I was treading water in this tank full of “things I wanted to say” and “things I needed to hear” recently. I was feeling totally lost, and unsure about things. I never really know what he is thinking or feeling. He is such an enigma to me that I hate to ask, but desperately want to know that I am still wanted. Still needed. Still have some place in his life that I fit.

We had been spending quite a bit of time at his place. A change of venue after calling my apartment home base for a period of time. Usually our days consist of talk, laughter, bed, waking, and then parting ways for our individual lives. Being that I immediately go home on these mornings, it had never crossed my mind that my oral habits may have been in question. It was what it was. I went home and tended to my dental needs on my own turf.

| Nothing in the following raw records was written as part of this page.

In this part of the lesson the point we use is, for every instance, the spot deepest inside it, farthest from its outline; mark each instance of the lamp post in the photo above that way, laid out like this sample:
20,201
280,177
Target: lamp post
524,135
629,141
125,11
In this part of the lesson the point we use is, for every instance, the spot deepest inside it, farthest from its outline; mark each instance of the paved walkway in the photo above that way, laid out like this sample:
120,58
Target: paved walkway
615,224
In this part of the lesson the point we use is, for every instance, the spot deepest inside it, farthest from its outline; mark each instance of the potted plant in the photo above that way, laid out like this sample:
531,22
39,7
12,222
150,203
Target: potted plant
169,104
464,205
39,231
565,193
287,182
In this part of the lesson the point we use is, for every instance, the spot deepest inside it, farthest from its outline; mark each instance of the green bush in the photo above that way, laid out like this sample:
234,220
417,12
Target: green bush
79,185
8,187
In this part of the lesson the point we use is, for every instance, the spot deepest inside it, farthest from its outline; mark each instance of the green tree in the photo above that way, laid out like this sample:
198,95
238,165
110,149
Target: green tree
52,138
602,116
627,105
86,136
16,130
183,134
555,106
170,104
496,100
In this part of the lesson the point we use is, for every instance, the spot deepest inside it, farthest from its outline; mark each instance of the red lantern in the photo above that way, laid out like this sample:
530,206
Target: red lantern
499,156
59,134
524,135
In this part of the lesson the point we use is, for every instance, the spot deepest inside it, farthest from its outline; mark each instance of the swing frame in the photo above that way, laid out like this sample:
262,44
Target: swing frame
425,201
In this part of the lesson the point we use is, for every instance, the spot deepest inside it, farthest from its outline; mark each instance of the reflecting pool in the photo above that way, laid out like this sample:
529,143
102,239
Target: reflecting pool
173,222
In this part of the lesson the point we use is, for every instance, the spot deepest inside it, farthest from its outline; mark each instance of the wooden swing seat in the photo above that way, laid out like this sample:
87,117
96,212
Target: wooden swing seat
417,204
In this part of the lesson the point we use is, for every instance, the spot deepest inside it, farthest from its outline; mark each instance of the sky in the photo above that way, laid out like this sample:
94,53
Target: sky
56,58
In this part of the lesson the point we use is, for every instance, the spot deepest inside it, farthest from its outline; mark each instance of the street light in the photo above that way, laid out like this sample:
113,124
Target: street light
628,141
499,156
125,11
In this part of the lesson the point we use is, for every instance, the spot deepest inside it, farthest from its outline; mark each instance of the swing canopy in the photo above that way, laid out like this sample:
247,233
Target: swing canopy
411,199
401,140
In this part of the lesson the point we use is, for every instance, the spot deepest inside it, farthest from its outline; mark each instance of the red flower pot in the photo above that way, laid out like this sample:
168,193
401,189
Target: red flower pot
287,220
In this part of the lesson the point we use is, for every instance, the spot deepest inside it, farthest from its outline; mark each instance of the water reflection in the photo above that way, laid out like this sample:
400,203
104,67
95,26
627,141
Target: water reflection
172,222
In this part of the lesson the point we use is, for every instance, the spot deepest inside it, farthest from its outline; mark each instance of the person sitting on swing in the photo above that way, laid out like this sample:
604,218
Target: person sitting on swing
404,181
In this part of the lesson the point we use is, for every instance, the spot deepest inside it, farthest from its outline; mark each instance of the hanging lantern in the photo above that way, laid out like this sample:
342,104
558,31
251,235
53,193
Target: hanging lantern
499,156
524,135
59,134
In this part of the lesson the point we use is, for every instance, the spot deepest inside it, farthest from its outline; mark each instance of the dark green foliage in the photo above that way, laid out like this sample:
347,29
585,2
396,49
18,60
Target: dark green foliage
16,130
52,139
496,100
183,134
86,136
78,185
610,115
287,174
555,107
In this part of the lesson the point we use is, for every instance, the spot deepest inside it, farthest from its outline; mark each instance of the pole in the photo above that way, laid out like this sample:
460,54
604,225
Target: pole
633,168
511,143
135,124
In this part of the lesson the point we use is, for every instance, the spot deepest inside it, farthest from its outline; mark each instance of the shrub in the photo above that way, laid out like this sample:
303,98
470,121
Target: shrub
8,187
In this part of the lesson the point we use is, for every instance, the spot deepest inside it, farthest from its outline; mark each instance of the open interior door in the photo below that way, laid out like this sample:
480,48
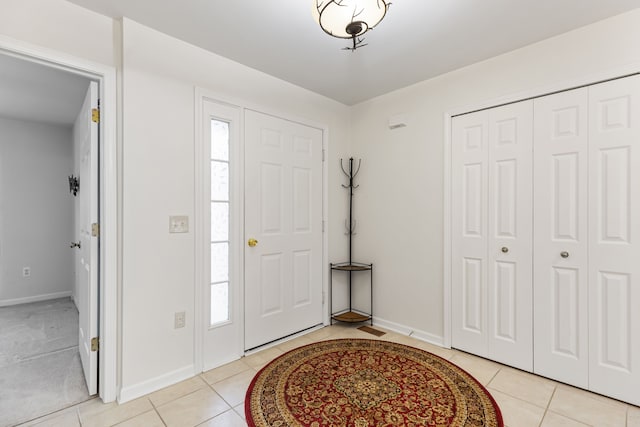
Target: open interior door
86,140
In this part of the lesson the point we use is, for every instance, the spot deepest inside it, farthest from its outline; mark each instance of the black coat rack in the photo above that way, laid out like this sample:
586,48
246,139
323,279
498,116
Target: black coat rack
350,224
350,314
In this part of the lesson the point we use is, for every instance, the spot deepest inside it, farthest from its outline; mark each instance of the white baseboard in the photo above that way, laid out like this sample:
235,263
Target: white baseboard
409,331
36,298
137,390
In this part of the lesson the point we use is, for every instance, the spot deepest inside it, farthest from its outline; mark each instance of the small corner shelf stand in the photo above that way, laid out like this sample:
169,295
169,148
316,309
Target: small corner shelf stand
351,315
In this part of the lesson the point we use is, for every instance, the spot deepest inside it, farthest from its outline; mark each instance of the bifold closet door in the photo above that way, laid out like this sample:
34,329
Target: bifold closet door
560,237
469,157
614,238
492,229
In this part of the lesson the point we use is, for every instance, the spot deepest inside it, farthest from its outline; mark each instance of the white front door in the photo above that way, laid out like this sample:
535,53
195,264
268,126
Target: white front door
560,237
614,238
219,235
86,132
283,228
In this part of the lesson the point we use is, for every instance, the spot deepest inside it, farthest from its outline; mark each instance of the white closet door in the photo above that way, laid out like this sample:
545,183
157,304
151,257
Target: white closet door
614,236
509,275
560,237
469,232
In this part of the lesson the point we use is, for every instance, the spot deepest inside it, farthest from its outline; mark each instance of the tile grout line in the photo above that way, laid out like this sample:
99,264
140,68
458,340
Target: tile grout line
546,409
155,408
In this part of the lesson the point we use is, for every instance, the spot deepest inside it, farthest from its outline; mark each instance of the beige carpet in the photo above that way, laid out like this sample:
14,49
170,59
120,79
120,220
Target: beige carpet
40,369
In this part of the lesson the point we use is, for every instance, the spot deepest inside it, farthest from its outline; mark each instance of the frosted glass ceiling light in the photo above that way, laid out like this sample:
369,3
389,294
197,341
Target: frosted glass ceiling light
349,19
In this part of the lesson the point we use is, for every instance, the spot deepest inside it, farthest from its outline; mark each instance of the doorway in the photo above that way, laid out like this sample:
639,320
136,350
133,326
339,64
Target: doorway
39,141
260,208
50,61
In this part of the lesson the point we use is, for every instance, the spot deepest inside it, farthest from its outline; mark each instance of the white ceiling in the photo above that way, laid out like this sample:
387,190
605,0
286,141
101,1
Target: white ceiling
417,40
35,92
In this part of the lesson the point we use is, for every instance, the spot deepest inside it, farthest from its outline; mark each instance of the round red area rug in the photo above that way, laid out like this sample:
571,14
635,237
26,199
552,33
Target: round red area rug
365,383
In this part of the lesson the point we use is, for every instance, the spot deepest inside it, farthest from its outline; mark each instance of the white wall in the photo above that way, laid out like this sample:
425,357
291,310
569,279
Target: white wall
400,202
61,26
36,211
160,75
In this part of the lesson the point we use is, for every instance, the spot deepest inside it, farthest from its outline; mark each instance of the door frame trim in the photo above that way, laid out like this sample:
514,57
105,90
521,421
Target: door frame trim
562,86
200,96
110,240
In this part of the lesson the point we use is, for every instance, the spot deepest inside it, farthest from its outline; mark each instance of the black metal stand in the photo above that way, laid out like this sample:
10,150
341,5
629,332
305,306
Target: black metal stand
350,315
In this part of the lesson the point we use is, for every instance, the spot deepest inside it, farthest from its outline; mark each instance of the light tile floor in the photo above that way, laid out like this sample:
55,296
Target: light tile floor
215,398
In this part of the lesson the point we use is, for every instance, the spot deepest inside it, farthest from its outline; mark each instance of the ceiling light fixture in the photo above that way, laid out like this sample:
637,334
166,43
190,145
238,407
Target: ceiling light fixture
349,19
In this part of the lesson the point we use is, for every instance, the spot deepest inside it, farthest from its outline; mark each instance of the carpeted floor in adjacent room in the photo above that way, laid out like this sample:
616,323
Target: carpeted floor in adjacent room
40,369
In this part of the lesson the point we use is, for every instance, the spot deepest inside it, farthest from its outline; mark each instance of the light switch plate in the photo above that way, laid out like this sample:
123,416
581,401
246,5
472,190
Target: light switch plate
179,224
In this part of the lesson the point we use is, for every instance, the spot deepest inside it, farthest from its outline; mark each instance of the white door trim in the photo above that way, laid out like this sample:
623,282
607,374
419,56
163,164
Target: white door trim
201,95
109,207
569,84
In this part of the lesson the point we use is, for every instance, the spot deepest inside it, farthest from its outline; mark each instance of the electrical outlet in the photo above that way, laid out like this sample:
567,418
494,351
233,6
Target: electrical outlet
179,320
179,224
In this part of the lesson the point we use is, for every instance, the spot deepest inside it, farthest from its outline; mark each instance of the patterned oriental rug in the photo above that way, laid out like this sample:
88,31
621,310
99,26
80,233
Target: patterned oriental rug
365,383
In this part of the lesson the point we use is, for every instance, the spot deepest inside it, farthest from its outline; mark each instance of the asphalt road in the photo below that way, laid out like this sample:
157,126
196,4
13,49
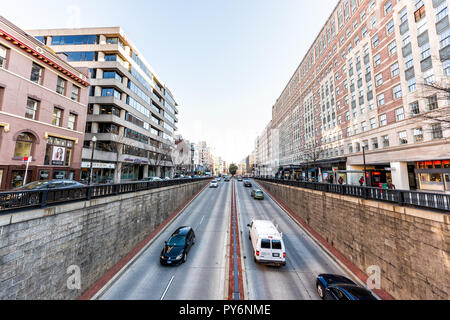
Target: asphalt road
202,276
305,259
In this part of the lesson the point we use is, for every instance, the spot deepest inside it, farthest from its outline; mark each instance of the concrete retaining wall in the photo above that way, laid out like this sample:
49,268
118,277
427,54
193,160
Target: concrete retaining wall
411,246
38,246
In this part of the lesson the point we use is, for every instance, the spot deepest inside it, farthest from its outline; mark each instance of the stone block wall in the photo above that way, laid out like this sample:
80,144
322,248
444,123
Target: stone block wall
38,246
411,246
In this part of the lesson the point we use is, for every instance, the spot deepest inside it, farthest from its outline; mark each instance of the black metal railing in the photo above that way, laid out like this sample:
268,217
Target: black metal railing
434,201
18,200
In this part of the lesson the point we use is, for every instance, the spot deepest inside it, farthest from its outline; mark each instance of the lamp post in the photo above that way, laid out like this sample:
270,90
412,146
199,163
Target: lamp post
94,140
365,166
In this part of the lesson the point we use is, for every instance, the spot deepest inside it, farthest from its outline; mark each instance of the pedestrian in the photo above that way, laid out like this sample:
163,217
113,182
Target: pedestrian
361,181
331,179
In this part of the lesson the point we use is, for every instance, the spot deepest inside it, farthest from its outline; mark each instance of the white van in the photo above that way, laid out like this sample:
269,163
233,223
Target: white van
267,243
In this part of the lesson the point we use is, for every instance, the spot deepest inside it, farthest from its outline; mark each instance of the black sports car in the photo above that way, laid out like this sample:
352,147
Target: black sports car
335,287
175,250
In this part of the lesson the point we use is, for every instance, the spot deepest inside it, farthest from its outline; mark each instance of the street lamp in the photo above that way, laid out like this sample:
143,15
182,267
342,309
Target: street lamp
94,140
365,166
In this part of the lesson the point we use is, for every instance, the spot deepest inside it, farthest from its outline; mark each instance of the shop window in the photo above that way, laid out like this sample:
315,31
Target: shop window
24,144
58,152
61,86
44,174
57,117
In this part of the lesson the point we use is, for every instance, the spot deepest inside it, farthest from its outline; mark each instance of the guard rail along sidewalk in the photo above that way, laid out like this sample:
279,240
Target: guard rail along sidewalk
432,201
23,200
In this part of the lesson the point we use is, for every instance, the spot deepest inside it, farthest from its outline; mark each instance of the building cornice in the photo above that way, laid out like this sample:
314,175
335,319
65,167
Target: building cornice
38,53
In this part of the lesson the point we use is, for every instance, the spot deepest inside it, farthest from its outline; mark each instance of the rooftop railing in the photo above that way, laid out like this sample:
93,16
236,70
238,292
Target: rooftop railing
23,200
434,201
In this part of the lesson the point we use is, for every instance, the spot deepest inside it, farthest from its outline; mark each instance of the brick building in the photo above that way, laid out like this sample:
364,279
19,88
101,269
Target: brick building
363,90
43,107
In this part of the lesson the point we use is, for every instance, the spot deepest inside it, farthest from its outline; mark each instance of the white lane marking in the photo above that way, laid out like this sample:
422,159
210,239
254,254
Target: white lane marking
167,289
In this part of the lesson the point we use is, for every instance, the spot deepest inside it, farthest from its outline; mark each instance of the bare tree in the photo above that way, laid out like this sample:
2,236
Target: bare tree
434,91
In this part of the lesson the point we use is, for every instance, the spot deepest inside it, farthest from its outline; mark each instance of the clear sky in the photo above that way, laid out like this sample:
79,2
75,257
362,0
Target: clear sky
226,61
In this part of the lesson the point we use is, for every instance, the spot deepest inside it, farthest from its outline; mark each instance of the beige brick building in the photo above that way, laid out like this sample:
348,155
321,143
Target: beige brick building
365,83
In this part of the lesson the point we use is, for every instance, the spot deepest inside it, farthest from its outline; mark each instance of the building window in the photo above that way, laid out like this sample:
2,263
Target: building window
400,114
383,120
72,124
418,135
446,66
377,60
425,51
432,103
385,140
428,76
380,99
390,27
379,79
3,52
58,152
392,47
36,73
395,70
31,109
397,92
111,92
24,144
412,85
75,93
57,117
436,131
375,143
403,137
61,86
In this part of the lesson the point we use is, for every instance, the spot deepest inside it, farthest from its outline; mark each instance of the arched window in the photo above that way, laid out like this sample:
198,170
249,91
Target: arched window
24,144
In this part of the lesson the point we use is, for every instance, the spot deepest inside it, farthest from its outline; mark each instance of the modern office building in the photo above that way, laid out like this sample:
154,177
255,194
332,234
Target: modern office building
43,108
364,94
132,114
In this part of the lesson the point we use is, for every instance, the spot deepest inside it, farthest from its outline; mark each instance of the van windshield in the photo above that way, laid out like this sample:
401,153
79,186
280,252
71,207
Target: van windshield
276,244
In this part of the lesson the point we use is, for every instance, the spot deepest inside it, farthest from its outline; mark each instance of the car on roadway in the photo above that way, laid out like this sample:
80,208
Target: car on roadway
267,242
214,184
50,184
257,194
336,287
176,249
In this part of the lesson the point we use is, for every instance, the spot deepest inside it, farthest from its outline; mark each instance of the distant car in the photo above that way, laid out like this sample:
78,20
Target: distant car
257,194
176,249
214,184
50,184
336,287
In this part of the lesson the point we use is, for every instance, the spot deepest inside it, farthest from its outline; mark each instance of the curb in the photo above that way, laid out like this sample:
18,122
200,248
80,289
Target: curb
330,250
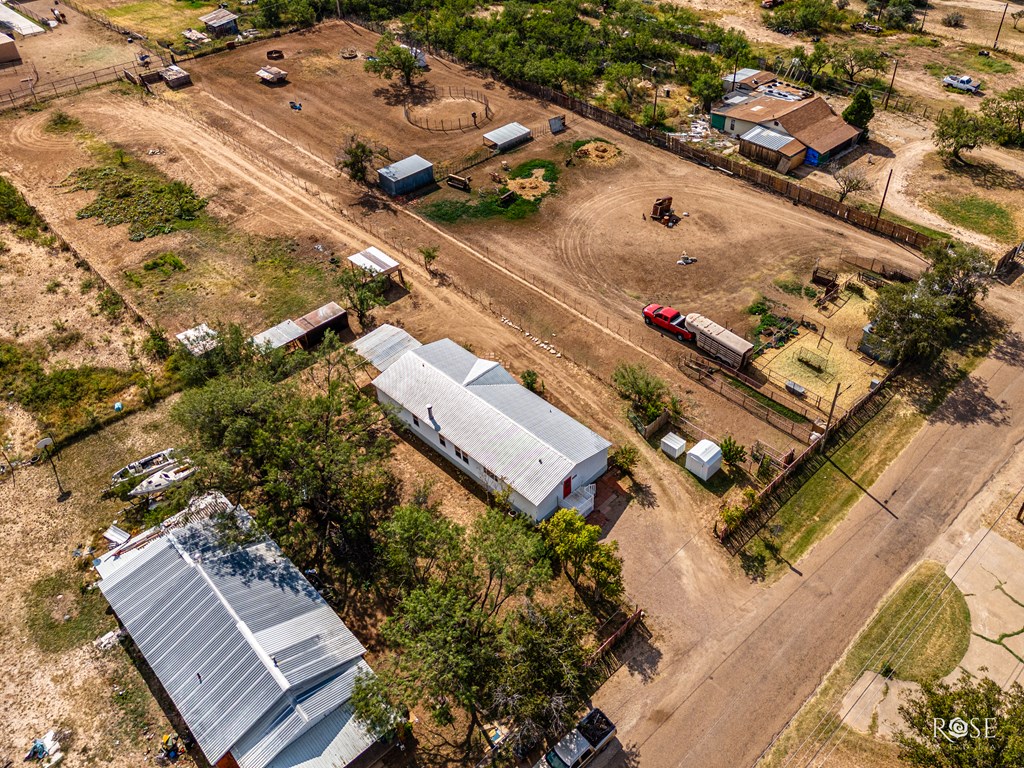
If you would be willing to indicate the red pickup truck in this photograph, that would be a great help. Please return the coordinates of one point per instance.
(668, 320)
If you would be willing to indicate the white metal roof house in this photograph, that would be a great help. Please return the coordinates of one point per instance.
(477, 416)
(257, 664)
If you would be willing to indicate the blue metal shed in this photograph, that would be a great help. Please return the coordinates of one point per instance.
(406, 175)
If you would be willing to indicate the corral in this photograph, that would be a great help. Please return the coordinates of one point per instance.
(576, 272)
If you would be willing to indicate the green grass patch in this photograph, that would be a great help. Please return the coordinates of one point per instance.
(766, 401)
(62, 613)
(165, 264)
(61, 122)
(525, 170)
(64, 399)
(130, 192)
(937, 645)
(977, 214)
(488, 206)
(27, 223)
(824, 500)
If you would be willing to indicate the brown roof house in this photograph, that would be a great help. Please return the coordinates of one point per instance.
(784, 133)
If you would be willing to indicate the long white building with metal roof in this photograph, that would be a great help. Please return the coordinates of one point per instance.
(477, 416)
(260, 668)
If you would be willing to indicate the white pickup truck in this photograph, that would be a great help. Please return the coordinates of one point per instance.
(584, 743)
(961, 81)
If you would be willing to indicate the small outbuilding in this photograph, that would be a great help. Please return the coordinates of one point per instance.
(673, 445)
(271, 75)
(220, 23)
(705, 460)
(175, 77)
(507, 136)
(406, 176)
(376, 263)
(328, 317)
(8, 49)
(283, 335)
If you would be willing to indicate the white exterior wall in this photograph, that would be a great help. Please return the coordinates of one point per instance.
(584, 472)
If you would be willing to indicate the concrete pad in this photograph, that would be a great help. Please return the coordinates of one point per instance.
(861, 700)
(889, 718)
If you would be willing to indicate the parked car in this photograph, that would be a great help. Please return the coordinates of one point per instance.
(582, 744)
(668, 320)
(963, 82)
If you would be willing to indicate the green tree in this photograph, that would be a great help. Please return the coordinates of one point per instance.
(626, 458)
(732, 452)
(960, 270)
(965, 724)
(646, 393)
(307, 456)
(623, 77)
(364, 292)
(1006, 116)
(853, 59)
(355, 159)
(529, 380)
(960, 130)
(578, 548)
(544, 677)
(302, 12)
(418, 544)
(913, 321)
(429, 254)
(391, 58)
(708, 88)
(860, 111)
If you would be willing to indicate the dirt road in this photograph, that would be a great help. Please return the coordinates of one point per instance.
(721, 699)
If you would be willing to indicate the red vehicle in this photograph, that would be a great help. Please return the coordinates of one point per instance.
(668, 320)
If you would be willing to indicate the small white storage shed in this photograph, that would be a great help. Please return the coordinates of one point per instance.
(705, 460)
(673, 445)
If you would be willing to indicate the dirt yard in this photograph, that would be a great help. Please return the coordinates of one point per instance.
(74, 48)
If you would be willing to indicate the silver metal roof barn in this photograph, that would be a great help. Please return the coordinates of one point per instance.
(251, 654)
(476, 403)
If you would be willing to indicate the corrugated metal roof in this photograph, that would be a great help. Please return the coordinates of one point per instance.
(236, 634)
(512, 133)
(336, 740)
(374, 260)
(279, 336)
(480, 408)
(722, 335)
(706, 451)
(771, 139)
(384, 345)
(404, 168)
(218, 17)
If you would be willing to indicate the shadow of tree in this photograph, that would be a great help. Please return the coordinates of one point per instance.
(986, 175)
(643, 495)
(755, 564)
(396, 93)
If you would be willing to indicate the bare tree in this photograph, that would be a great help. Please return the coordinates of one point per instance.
(849, 180)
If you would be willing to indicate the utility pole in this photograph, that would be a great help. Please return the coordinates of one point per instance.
(1004, 18)
(879, 215)
(42, 446)
(885, 104)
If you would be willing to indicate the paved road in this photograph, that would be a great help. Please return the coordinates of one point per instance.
(724, 689)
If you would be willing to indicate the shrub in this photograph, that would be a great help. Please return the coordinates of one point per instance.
(626, 458)
(954, 19)
(732, 452)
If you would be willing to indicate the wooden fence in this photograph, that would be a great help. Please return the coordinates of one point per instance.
(35, 92)
(771, 499)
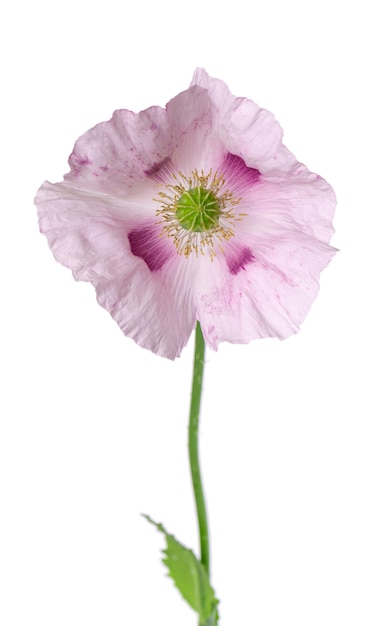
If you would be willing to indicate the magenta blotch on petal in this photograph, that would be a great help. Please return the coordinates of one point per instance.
(195, 211)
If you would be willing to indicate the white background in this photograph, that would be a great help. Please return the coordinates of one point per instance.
(93, 428)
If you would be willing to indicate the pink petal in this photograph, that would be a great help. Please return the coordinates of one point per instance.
(115, 155)
(150, 299)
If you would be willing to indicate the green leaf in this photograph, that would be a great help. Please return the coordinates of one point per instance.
(190, 577)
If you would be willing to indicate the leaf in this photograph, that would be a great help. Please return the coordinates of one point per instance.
(190, 577)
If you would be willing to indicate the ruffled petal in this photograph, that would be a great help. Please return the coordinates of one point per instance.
(195, 144)
(266, 291)
(116, 155)
(247, 130)
(102, 240)
(104, 224)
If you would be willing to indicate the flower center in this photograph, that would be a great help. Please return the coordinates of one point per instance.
(198, 210)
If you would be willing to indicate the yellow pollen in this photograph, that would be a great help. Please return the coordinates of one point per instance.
(200, 230)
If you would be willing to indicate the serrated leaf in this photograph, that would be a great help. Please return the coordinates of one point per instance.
(190, 577)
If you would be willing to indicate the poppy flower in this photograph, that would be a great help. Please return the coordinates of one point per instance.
(195, 211)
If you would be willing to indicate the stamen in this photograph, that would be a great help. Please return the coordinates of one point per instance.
(198, 213)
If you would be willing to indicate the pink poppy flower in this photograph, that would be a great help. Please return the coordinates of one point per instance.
(196, 211)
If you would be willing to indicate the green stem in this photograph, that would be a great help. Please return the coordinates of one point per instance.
(193, 445)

The Redneck and I were talking, having one of the more serene moments between he and I, when he turned to me recently and said, “Oh, by the way, when I went to the dollar store today I got you a toothbrush and a scrubby thing for the shower, in case you wanted to take one.” There it was. It wasn’t a dozen roses. It wasn’t pathetically sappy verbiage imprinted on over-priced card stock. It wasn’t the eye-to-eye longing glance silver lined with the words “I love you.” It was much more. It was “you have a place in my place.” It spoke more to me than all the words crowded in my head ever could. It said, “I care about you enough to want you to keep your teeth.”

As I brushed my teeth before bed that night I had a thought. Sometimes it seems that in this world so full of words and explanations, the things that really speak to one’s heart are the things that can’t be depicted with vowels and consonants. Sometimes the most life-altering, enlightening, and beautiful moments can occur right over the bathroom sink. Sometimes being loved is no more the simple feeling of minty freshness.

Sunday, December 27, 2009

The Clang of a Mid-Western Woman.

An interesting series of events has made me do the necessary investigating and re-activate this blog. Why? I'm not entirely sure. Could it be that the view from "Mt.-Thirty-Something" is nearly over half way complete? Is it the goings on in my day-to-day life? I'm not entirely sure...I just know I was compelled today to re-open the wound, and allow it to fester for the ultimate good of humanity.

I have been spending quite a bit of my free time lately with a gentleman from West Virginia. An admitted "Redneck." (It is actually tattooed on his person, so that I might never forget this fact.) I had never really equated West Virginia with "The South," but apparently those from West Virginia do. I always thought of it as coal mines, and mountains, not so much cotillions and sweet tea. My bad. This must be much in the same way that the entire world equates Indiana with basketball.

So, the other night he and I were sitting and listening to music. Something we spend a decent amount of time doing. I find it interesting that in a society that is dialed in, wired, connected with the G3 network, and cosmically linked with the entire cyber universe, he and I choose to sit and listen to music. (It could be the lack of cable, but I prefer the more esoteric outlook.) Anyway, there we were, listening to the country-rock band Sugarland. Jennifer Nettles has this amazingly powerful voice, and I find her a challenge to emulate, so I listen to her quite often. My friend was waxing philosophic about the sound of a southern woman. How he missed the drawl of the south, and how "nothing sounds sexier." I was obviously a bit perplexed. What was so bad about the sound of my voice? I mean, hadn't people paid to hear it for over a decade? Was that all a farce? Then, in what I can only describe as the single most sarcastic tone I have ever heard, he said, "Yeah...nothing beats the 'clang' of a Mid-Western woman." I sat on it for a second. "The clang of a Mid-Western woman?"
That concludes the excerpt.